Cuba is third world poor. A country where the average person earns $300 to $500 per month, is a slave pen. State sponsored slavery is the only way you can repress people to such an extreme extent as to hold their standard of living that low for 50 years.

Given there has never been an economically successful Socialist nation in world history, it makes perfect sense that Cuba would be a failure just like all the rest.

In 2007, the life expectancies at birth were as follows (World Bank data): Cuba, 78.26 years; Latin America and Caribbean, 73.13 years; United States, 77.99 years.[24]

The mortality rates for children under five in 2007 were as follows (World Bank): Cuba, 6.5; Latin America and Caribbean, 26.37; United States, 7.60;

http://en.wikipedia.org/wiki/Health_care_in_Cuba#Comparison_...

You are right, Cuba is third world poor and they still beat their capitalist neighbors and even the wealthy and powerful US in life expectancy and infant mortality.

Cuba does so much with so little because of the radical idea that we are all in this together. Cuba spends $300 per citizen on health care, the US spends $7000. I spent $5000 personally just this year on health care and I'm young and healthy.

Those in capitalist countries are getting fleeced, and Cuba shows us that. If Cuban socialism didn't exist I couldn't point out these facts, and that is why Cuban socialism was such a threat and why the US has acted so insecure towards the tiny island's revolution.

I don't want the US to adopt the Cuban system, I just believe we had no right to violate their sovereignty, and having different political systems out there lets us have a sort of A/B test for politics.
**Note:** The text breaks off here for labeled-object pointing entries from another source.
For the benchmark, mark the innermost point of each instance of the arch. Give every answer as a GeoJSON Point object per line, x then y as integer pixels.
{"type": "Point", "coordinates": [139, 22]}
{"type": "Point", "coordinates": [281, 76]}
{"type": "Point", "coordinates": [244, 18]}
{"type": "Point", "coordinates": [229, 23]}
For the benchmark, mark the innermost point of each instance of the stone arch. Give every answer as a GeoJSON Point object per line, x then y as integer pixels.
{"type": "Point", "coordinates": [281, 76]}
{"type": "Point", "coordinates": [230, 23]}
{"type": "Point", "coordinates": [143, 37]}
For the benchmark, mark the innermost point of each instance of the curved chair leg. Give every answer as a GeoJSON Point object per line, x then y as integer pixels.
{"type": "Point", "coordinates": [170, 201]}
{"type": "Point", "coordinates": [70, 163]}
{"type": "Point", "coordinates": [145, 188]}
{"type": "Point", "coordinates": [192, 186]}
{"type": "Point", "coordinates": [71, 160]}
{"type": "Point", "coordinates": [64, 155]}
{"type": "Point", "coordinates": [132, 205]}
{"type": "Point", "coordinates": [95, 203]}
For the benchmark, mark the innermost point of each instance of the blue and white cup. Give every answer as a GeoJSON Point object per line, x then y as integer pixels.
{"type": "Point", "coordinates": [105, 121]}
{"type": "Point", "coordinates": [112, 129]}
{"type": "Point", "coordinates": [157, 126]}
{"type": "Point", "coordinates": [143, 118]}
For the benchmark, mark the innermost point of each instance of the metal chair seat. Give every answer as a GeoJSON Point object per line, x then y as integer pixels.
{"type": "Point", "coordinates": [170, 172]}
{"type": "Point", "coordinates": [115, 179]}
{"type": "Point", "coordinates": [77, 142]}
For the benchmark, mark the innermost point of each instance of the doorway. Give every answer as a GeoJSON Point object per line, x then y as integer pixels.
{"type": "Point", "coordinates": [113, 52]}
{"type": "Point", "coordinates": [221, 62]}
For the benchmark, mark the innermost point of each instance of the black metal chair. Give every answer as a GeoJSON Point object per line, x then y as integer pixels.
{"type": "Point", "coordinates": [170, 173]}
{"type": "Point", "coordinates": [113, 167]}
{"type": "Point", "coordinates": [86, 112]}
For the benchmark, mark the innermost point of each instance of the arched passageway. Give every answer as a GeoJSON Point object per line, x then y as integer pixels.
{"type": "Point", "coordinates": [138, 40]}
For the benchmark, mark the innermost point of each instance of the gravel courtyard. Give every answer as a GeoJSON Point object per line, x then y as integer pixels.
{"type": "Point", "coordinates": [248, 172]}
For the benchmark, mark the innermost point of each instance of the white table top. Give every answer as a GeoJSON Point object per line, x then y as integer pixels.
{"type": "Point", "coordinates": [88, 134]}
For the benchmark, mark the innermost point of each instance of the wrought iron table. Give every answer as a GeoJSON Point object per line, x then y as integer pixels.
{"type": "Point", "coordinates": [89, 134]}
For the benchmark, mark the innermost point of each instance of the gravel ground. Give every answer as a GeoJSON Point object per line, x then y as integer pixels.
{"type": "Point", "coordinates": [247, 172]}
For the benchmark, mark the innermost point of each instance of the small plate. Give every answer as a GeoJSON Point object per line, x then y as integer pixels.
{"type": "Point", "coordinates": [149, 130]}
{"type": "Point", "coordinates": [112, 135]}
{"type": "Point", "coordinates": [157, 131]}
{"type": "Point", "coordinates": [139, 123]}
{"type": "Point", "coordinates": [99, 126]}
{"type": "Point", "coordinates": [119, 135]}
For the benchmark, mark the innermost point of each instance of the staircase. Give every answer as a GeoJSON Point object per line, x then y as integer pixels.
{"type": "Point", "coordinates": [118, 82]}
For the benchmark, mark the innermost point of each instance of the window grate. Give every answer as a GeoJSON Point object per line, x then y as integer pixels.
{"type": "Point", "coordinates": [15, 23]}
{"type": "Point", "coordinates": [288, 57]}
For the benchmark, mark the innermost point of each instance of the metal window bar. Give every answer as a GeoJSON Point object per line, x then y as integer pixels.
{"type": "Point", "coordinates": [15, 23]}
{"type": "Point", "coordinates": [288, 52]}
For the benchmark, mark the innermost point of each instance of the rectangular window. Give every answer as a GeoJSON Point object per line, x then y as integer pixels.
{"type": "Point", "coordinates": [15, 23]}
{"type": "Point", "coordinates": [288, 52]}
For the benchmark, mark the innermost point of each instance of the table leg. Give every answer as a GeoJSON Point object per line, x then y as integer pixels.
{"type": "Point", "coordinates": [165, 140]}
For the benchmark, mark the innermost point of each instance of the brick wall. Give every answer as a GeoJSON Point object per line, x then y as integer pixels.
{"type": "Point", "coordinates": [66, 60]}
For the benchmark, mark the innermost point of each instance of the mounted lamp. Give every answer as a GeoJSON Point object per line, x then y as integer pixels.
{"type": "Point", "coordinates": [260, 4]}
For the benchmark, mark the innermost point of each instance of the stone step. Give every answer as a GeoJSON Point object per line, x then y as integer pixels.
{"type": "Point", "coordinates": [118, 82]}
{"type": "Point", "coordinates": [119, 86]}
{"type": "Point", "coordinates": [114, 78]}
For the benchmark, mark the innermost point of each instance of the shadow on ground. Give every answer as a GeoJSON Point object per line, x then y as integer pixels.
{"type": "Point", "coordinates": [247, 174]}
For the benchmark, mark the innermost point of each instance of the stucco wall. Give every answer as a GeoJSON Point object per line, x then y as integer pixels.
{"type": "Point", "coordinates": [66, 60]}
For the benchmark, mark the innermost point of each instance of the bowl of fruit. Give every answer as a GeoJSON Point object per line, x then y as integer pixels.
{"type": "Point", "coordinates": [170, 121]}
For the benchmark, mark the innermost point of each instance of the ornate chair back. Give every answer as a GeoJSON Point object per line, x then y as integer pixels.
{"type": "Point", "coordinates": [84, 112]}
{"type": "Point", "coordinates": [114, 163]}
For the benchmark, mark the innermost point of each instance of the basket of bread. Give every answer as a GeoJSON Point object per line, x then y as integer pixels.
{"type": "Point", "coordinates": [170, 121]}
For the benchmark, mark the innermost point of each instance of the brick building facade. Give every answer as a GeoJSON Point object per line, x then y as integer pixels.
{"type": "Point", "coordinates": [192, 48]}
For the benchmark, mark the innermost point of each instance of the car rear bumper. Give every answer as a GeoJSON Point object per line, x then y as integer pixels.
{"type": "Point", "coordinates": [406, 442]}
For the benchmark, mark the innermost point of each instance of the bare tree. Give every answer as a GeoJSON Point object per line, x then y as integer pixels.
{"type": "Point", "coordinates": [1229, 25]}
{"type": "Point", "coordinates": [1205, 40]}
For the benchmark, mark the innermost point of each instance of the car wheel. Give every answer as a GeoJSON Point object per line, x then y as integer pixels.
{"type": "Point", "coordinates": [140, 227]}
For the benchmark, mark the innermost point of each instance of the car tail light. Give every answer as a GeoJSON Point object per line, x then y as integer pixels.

I don't believe a global political and economic monoculture is healthy.

As an American I wouldn't want to trade places at birth with a Cuban, but if I had the choice between being born to asset-less parents in Jamaica or asset-less parents in Cuba, I know I would be healthier, more materially secure and far safer from violent crime in Cuba. I also would have a much greater chance of not dying during my birth.

Compared to their neighbors? After adjusting for a worldwide-unique embargo?

Honestly, I'm not into communism and am very surprised that their figures are as good as they are. It's dumbfounding.'

I guess it's more a statement of how hard it is to come up from the bottom whatever your system is. Russia and China both showed great results in their first couple 5-year plans before communism petered out and didn't deliver further gains.

If Cuba is such a success story, why do they have to force their people to stay and why do people risk their lives to escape and defect to the United States anyway?
This has to be a troll post. Cuba has operated under a violent, murderous, strict dictatorship for five decades. The exact opposite of politically free. Fidel was never afraid to murder his competition, or anyone that dared to oppose him in fact. If your country hasn't seen a leadership change since the 1950s, and you have zero freedom of speech or press, what you have is not freedom.
>Cuba is a success story for socialism

With that type of success who needs failure.